Although stated in typical inflammatory tone, it's a legitimate question.
For me, it's when I determine that the officer or soldier has become my enemy instead of my guardian. When they knowingly violate their oaths to protect and defend, and instead become something against which I must be protected and defended, they are legitimate targets.
I yield certain of my liberties in favor of the collective, in return for which I am given certain guarantees and provided certain services. That is the definition of social contract. When the other party abrogates the contract, it is no longer binding on me either.
This administration has violated that contract on any number of occasions, and for the paltriest of reasons. It has lost its legitimacy.
When they barge into your house without a warrant......
“”Since you brought it up, exactly what circumstances would justify you shooting a police officer or a soldier in the head?”
When I ask a liberal if the law he just proposed is so important that would he shoot his own grandmother in the head should she peacefully decline to obey it, well, sometimes I see a head explode, metaphorically speaking. Stammer, stammer, well, that is the price we pay for having a civil society, comes the reply.

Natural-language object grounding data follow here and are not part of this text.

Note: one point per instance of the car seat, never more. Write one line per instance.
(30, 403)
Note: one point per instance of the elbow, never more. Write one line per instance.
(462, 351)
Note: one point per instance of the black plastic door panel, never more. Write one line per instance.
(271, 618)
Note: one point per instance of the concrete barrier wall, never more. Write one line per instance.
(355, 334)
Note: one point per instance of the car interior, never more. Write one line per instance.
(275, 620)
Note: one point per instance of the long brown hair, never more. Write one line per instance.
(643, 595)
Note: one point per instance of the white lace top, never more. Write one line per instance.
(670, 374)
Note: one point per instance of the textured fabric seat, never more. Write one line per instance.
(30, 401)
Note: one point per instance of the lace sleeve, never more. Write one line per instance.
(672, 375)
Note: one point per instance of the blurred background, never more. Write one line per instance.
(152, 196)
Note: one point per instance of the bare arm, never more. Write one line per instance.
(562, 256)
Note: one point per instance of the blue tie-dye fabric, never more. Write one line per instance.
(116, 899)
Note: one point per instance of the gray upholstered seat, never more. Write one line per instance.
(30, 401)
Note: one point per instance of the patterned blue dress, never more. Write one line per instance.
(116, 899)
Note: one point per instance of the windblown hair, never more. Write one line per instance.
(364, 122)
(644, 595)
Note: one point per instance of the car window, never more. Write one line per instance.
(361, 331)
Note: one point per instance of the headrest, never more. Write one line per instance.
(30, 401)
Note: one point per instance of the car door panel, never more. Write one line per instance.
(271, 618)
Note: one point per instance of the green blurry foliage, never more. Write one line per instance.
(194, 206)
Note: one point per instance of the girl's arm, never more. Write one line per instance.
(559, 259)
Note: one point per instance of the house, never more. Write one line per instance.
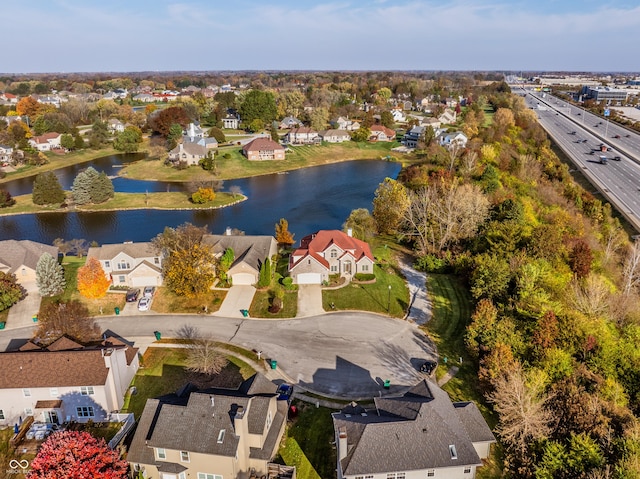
(188, 151)
(421, 434)
(289, 122)
(115, 126)
(20, 257)
(65, 381)
(455, 138)
(250, 252)
(335, 136)
(329, 252)
(231, 120)
(210, 434)
(260, 149)
(46, 142)
(345, 124)
(381, 133)
(129, 264)
(302, 136)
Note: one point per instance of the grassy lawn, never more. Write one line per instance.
(375, 297)
(167, 302)
(260, 306)
(237, 166)
(126, 201)
(308, 443)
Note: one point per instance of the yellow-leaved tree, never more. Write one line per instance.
(92, 282)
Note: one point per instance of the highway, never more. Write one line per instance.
(618, 181)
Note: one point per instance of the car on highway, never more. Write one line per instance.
(132, 295)
(144, 304)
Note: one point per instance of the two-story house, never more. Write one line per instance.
(419, 435)
(65, 381)
(129, 264)
(329, 252)
(210, 434)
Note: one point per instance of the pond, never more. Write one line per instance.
(310, 199)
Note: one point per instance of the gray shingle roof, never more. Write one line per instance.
(412, 432)
(15, 253)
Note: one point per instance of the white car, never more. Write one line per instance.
(144, 304)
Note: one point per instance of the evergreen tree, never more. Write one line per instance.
(47, 189)
(49, 276)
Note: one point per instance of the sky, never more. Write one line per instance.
(215, 35)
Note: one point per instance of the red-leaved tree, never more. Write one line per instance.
(76, 455)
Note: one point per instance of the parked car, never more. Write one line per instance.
(149, 291)
(132, 295)
(144, 304)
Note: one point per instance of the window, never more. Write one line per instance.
(453, 452)
(86, 390)
(84, 411)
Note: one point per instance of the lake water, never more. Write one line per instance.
(310, 199)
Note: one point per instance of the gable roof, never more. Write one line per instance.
(316, 243)
(252, 250)
(17, 253)
(411, 432)
(262, 144)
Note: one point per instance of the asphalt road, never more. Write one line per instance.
(337, 354)
(618, 180)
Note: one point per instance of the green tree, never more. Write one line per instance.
(260, 105)
(47, 189)
(10, 291)
(128, 140)
(49, 275)
(361, 134)
(389, 205)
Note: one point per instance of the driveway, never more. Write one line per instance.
(21, 313)
(238, 298)
(309, 300)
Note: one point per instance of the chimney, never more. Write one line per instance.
(342, 443)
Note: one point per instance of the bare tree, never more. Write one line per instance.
(204, 357)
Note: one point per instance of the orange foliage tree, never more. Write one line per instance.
(92, 282)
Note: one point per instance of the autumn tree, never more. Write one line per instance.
(389, 205)
(71, 319)
(10, 290)
(283, 235)
(92, 281)
(47, 189)
(77, 455)
(49, 275)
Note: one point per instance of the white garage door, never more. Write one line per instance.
(309, 278)
(243, 278)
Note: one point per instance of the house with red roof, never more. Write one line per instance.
(329, 252)
(263, 149)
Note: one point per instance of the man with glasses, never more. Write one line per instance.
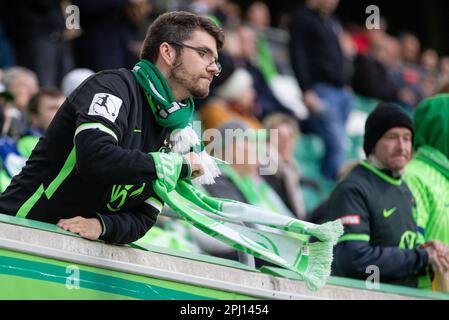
(92, 174)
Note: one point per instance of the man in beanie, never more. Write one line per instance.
(376, 208)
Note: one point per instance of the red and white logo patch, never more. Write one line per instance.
(350, 219)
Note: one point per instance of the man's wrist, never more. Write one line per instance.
(186, 169)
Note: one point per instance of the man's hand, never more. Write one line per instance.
(438, 255)
(87, 228)
(195, 165)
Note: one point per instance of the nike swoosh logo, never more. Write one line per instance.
(389, 212)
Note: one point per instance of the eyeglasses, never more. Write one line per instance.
(204, 53)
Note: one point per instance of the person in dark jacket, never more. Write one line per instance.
(376, 208)
(319, 64)
(93, 172)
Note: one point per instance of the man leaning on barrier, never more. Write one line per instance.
(92, 174)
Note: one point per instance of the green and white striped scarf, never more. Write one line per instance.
(218, 217)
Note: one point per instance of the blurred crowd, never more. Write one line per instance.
(300, 78)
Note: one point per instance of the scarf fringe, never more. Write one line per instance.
(329, 231)
(184, 139)
(319, 268)
(211, 170)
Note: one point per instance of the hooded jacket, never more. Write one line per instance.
(427, 175)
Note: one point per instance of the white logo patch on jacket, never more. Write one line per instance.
(105, 105)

I just say, if you as concerned about personal rights as you claim, then you would only want laws to address crimes that are so egregious that the potential bloodshed their enforcement implies is comparable to the crime. But liberals are all about forcing people to obey them, and every way they think people must think and act. It is never about civil society, or else they would be outraged when, for example Earth First activists put ceramic spikes in trees to prevent lumbering, an act that could result in serious injury to the operator of the chain saw. But they never are. Quite the opposite.
When they violate the Bill Of Rights.